Mais de 500 anos decorridos sobre esse primeiro contacto, a 21 de abril próximo, os descendentes desses povos originais do Brasil "chegam" ao Palácio Anjos, em Algés, através dos retratos feitos pelo fotojornalista Ricardo Stuckert, reunidos na exposição "Povos Originários, Guerreiros do Tempo". Como o próprio explica ao DN: "Esta exposição traz uma série de imagens sobre os povos originários brasileiros que tenho fotografado desde 1997. As fotografias vão possibilitar que o público conheça os verdadeiros guardiões das florestas e também reflita sobre a importância de preservar essas populações e as terras habitadas por elas. Espero mesmo que a exposição promova uma reflexão sobre a importância dos indígenas para o nosso planeta."
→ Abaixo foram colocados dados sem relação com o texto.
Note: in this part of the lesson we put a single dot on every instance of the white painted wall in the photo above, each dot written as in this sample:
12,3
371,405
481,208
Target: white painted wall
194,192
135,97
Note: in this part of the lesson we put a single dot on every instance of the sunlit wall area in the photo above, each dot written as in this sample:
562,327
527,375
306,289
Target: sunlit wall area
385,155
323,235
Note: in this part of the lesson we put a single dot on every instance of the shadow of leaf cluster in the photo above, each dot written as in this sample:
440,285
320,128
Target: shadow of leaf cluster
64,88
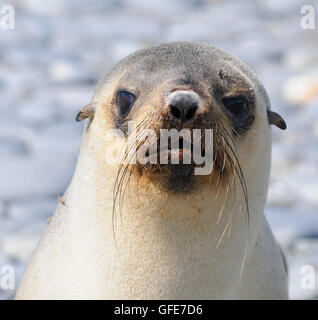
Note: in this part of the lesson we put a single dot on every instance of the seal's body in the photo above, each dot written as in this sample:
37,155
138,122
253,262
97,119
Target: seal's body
167,233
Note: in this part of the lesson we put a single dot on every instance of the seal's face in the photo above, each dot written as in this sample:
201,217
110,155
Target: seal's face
183,87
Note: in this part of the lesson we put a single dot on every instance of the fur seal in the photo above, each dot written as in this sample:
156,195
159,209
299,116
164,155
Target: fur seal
158,231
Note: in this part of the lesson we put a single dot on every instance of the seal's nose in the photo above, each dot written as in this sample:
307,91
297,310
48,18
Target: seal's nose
183,105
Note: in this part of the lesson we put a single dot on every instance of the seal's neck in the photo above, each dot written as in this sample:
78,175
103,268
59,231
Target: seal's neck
156,238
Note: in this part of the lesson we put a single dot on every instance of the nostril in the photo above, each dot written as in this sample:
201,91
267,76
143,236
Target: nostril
191,112
175,111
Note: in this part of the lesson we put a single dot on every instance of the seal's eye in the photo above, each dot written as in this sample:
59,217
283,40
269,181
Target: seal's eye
125,101
238,106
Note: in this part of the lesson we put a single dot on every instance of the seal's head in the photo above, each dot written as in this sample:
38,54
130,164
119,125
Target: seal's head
189,88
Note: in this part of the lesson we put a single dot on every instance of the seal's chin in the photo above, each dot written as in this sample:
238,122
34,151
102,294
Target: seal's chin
181,178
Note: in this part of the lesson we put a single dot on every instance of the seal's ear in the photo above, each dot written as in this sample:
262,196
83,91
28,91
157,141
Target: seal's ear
276,119
88,111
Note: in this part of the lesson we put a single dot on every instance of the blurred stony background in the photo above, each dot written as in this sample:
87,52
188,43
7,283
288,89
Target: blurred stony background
51,62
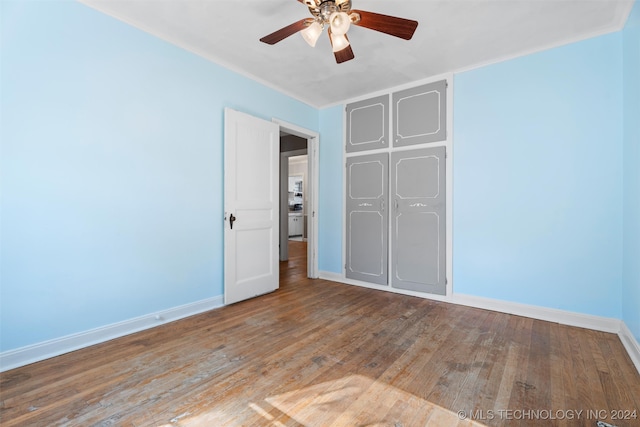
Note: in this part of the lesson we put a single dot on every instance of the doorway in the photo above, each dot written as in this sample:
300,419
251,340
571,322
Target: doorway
298,195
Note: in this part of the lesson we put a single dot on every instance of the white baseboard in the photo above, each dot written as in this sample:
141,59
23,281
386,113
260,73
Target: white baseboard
597,323
34,353
630,343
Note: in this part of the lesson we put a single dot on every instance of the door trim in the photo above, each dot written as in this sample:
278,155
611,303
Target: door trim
313,143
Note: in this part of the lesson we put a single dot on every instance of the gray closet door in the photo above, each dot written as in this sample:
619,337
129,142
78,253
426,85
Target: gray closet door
367,218
420,114
368,124
418,243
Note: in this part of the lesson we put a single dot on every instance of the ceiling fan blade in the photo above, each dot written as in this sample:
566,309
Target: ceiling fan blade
343,55
285,32
394,26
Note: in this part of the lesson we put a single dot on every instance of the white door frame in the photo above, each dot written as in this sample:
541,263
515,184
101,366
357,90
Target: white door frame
284,205
313,141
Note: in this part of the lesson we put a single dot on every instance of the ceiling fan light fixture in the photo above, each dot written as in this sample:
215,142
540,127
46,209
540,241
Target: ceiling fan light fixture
339,22
312,33
339,42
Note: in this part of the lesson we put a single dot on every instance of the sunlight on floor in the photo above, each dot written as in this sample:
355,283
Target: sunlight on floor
354,400
358,400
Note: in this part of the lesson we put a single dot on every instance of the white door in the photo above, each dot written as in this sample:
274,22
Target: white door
251,198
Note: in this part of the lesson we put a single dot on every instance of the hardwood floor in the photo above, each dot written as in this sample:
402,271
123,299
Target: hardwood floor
318,353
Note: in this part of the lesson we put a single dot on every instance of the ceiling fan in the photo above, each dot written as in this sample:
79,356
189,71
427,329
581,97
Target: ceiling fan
338,16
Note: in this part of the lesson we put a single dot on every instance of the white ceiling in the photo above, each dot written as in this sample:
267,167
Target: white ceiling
452,35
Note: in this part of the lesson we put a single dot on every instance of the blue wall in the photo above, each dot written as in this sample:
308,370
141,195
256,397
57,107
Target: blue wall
631,262
330,209
538,179
112,158
111,170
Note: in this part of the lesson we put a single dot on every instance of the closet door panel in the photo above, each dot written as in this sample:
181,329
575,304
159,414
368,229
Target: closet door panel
418,220
420,114
368,124
367,218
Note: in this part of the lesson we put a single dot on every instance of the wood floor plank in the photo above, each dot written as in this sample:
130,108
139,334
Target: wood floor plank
318,353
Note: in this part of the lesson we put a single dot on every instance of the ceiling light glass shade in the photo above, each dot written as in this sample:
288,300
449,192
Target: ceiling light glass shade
311,33
339,22
339,42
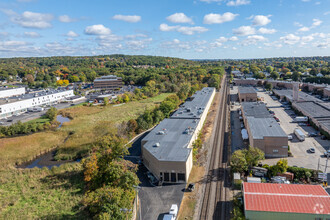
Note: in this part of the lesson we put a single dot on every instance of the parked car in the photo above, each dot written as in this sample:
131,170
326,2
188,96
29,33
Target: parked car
313,134
191,187
311,150
326,153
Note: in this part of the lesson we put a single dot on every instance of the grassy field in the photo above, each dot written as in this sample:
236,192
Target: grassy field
56,193
88,124
42,193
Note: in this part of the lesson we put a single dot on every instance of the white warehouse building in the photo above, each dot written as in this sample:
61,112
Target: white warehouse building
9,92
13,105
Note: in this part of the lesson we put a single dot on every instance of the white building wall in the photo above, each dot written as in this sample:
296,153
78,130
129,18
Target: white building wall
12,92
9,109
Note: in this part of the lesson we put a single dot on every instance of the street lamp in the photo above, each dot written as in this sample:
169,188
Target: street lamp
124,210
137,188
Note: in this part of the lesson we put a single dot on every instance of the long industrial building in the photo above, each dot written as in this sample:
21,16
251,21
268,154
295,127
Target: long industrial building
167,149
13,105
315,109
274,201
9,92
263,130
109,82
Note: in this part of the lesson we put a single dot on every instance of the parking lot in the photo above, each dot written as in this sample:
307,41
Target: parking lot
27,116
301,156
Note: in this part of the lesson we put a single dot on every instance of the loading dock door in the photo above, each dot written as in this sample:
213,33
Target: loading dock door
166,177
173,177
181,177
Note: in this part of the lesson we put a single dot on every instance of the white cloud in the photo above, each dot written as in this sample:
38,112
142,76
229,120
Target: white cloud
307,38
316,22
165,27
261,20
138,44
30,19
254,39
66,19
233,38
209,1
266,31
218,18
127,18
191,30
244,30
12,43
238,2
179,18
303,29
183,29
72,34
97,29
290,39
31,34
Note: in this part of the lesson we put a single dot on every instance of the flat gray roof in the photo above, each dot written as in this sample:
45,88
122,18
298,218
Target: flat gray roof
303,97
255,109
246,89
265,127
195,105
314,110
168,141
29,96
4,88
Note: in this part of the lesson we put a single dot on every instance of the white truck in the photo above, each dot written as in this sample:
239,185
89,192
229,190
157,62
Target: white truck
300,135
173,213
301,119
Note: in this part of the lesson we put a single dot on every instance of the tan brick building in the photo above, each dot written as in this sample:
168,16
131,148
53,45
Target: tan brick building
247,94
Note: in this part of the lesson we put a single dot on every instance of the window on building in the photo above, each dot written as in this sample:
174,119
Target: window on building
173,177
181,177
166,177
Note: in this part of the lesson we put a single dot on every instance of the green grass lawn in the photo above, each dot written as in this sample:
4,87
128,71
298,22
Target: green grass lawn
42,193
56,193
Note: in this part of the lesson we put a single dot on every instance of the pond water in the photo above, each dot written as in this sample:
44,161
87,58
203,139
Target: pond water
61,119
47,159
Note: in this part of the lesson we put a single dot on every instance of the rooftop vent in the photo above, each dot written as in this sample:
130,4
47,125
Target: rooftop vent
161,132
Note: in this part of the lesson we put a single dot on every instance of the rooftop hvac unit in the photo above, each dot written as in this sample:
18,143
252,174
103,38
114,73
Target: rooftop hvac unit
161,132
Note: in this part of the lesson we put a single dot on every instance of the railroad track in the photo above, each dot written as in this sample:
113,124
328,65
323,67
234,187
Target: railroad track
214,203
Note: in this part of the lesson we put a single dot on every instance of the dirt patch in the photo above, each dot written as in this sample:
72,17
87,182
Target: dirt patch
209,122
190,198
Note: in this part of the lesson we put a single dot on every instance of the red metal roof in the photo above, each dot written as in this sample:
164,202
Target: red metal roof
286,198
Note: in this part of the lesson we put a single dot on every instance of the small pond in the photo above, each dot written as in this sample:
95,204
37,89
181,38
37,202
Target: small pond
61,119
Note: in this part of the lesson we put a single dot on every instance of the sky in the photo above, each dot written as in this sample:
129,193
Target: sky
191,29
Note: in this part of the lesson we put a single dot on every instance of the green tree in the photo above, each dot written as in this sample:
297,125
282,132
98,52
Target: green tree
105,101
295,76
238,162
253,155
268,86
274,75
51,113
269,69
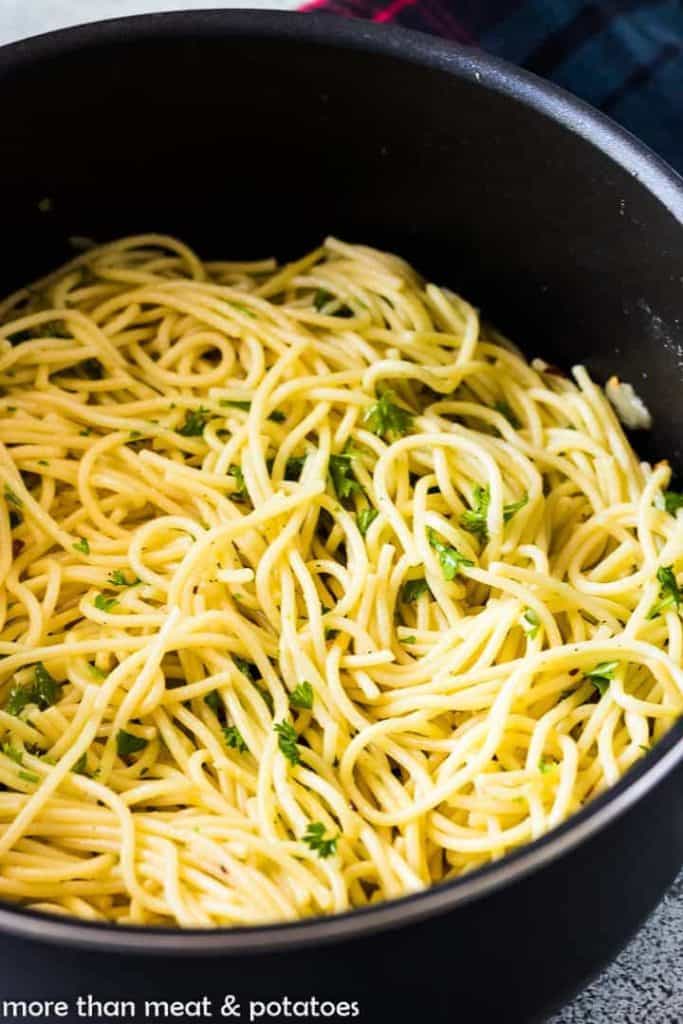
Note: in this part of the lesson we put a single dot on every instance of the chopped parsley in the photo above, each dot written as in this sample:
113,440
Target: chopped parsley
669,501
302,696
196,421
240,492
474,520
44,691
602,675
287,741
510,510
293,467
127,743
670,592
235,739
386,419
342,476
450,558
414,589
366,518
530,623
246,668
314,838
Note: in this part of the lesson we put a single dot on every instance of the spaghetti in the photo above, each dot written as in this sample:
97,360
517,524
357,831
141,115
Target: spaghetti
312,591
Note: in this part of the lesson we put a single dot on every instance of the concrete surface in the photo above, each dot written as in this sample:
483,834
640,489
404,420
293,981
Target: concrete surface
645,984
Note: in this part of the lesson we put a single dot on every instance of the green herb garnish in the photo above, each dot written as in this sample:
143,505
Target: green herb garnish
530,623
294,467
450,558
235,739
322,298
366,518
127,743
414,589
196,421
241,493
386,419
670,592
474,520
44,691
602,675
314,838
302,696
287,741
246,668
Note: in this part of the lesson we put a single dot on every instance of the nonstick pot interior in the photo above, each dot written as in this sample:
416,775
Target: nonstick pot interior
256,134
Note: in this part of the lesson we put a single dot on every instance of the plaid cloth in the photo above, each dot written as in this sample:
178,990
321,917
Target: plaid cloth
625,56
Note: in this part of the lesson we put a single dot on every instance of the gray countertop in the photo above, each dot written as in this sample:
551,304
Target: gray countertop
644,985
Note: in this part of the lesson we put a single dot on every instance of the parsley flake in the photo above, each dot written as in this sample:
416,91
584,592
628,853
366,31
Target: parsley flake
450,558
386,419
414,589
366,518
314,838
196,421
127,743
530,623
235,739
670,592
287,741
602,675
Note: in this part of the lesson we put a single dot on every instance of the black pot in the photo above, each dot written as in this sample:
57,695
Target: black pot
252,134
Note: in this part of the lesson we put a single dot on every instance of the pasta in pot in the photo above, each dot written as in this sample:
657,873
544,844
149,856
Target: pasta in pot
313,592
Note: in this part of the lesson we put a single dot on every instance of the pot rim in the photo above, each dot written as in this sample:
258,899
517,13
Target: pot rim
573,115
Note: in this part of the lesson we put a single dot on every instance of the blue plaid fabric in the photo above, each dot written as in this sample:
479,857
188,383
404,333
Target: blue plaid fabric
625,56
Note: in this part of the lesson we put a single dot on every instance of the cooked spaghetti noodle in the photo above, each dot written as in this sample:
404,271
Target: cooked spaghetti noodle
313,592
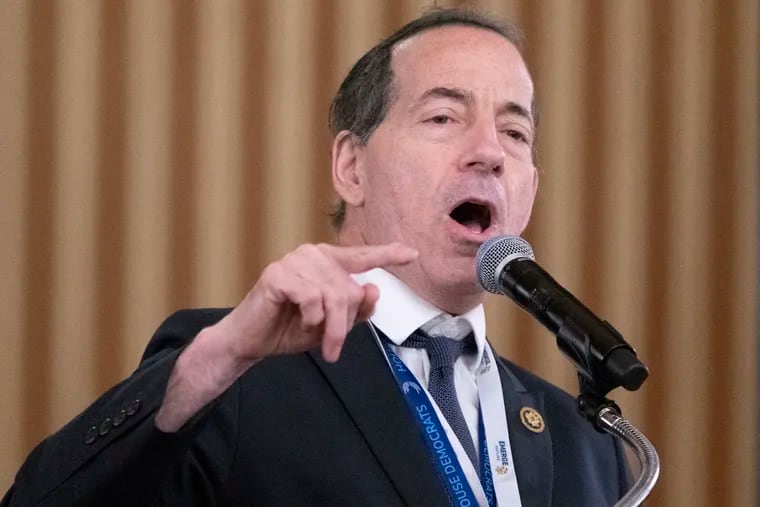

Este fascínio tomou Ricardo Stuckert na primeira viagem que fez à Amazónia, em 1997. "Nessa altura visitei uma comunidade Yanomani, no Amazonas. Fiquei muito impactado. A Amazónia é um lugar sagrado. Abriga a maior floresta tropical e a maior bacia hidrográfica do mundo. Precisa e deve ser respeitada e cuidada por todos nós. Precisamos, sobretudo, protegê-la, bem como aos povos que vivem nela. Indígenas, ribeirinhos, seringueiros. Acredito que esta é uma luta constante e de todos nós." Na sua retina ficou gravada a imagem da jovem yanomani, Penha Goes: "Fiz-lhe um retrato a preto e branco, com o rosto pintado e os olhos fitando diretamente a câmara. Aquela imagem ficou na minha memória." Quase 20 anos depois desse registo, Ricardo decidiu voltar à aldeia para tentar reencontrar Penha. A menina de olhar intenso dera lugar a uma mulher madura, mãe de seis filhos, "que fez enfermagem e passou a cuidar da aldeia. Ela também atua como tradutora Yanomani no Distrito Sanitário Especial Indígena (DSEI), no Amazonas. Depois dessa viagem, decidi documentar os povos originários e comecei a fazer uma série de viagens aos mais diversos lugares do país para fazer estes registos. Cada aldeia que eu visitei foi um aprendizado." Para o fotojornalista, a simplicidade com que vivem estes povos é uma forma de sabedoria: "Eles ensinam-nos a importância de viver em comunidade, de respeitar e preservar a natureza."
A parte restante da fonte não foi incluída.